My TV Apps were working fine until I added the "My NCAABB" App then after i exited out of the adding tv apps section i got a blue bar on the bottom right side of the screen that says "service unavailable (5)". 

Checked my network services connection and it's connects. In system info STB status is 5001

Maybe a problem with the NCAABB app? If so how can u remove an app if you cant access the apps on the receiver?


----------



## gregftlaud (Nov 20, 2005)

Well I found the area on dtv's website to add/remove apps. I removed the NCAABB app online.....restarted my receiver and now my Apps work fine. Must be something up with that NCAABB app.


----------



## armchair (Jul 27, 2009)

I had that same error the last time I browsed the APPS store with the DVR. Not only that but the whole screen was going blank when I tried to launch and the dismiss with right arrow would launch the blank TV APPS banner. I had to menu restart; since it was goofed-up.

It may not be the APP; waiting 15 minutes, or restarting network services may be all that is needed to do to get the TV APPS back if it does it again. If not, a menu restart may be necessary.

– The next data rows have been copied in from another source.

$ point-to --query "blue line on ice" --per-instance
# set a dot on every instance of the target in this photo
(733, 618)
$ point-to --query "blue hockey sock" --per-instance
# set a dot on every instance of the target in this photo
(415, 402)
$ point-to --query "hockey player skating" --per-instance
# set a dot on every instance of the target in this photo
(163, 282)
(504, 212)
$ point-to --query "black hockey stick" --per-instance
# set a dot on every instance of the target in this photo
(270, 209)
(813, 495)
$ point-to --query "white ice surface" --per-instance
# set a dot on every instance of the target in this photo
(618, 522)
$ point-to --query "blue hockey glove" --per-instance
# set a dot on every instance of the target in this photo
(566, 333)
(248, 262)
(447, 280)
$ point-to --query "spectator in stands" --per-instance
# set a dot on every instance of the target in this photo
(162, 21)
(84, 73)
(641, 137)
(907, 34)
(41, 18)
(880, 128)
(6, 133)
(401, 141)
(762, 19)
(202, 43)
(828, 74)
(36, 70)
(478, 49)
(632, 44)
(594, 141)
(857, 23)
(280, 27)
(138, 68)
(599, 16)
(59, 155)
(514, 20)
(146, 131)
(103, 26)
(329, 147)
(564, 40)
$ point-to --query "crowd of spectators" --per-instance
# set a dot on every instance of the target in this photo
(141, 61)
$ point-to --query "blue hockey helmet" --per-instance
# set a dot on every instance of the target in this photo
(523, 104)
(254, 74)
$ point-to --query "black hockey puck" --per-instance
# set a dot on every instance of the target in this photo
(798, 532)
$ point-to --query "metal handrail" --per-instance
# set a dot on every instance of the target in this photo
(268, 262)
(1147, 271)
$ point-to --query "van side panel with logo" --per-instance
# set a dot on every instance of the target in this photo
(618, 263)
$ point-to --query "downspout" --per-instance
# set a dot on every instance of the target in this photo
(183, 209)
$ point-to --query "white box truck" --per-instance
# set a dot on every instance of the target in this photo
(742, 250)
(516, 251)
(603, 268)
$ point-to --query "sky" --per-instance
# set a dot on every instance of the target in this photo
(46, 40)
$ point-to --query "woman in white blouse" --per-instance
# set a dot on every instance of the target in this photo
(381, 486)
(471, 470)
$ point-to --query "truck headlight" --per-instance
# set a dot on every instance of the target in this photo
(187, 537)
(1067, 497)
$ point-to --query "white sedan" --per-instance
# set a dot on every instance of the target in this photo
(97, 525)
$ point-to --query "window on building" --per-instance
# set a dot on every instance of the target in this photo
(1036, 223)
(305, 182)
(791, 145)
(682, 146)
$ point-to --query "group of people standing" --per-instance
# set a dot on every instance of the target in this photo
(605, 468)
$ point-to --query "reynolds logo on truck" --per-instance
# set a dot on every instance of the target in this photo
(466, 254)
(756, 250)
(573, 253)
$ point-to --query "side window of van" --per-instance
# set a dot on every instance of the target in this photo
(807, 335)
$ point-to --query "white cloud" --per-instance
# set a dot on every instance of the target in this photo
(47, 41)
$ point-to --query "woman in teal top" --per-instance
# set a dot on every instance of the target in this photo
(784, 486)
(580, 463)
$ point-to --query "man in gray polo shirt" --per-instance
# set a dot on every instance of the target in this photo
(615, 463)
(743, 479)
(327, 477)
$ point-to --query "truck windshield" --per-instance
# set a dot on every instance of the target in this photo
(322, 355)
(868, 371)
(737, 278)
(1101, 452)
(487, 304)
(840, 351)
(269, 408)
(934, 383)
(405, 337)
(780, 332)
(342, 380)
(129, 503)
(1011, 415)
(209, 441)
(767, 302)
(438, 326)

I'd try it again or just add it on-line and give it minutes if it doesn't launch or update right away.


----------



## gregftlaud (Nov 20, 2005)

Yah i tell u what i'm really getting sick and tired and having to restart my receiver to get my Apps to load. Network services working on..........internet connection working yet at least once a day i hit the right arrow it says it's loading the apps but then the side bar never appears. Restart and they load. I really love the Apps esp for the weather but i'm about to give up on them ......shouldnt have to restart the receiver 1-2 times a day b/c they stop loading.


----------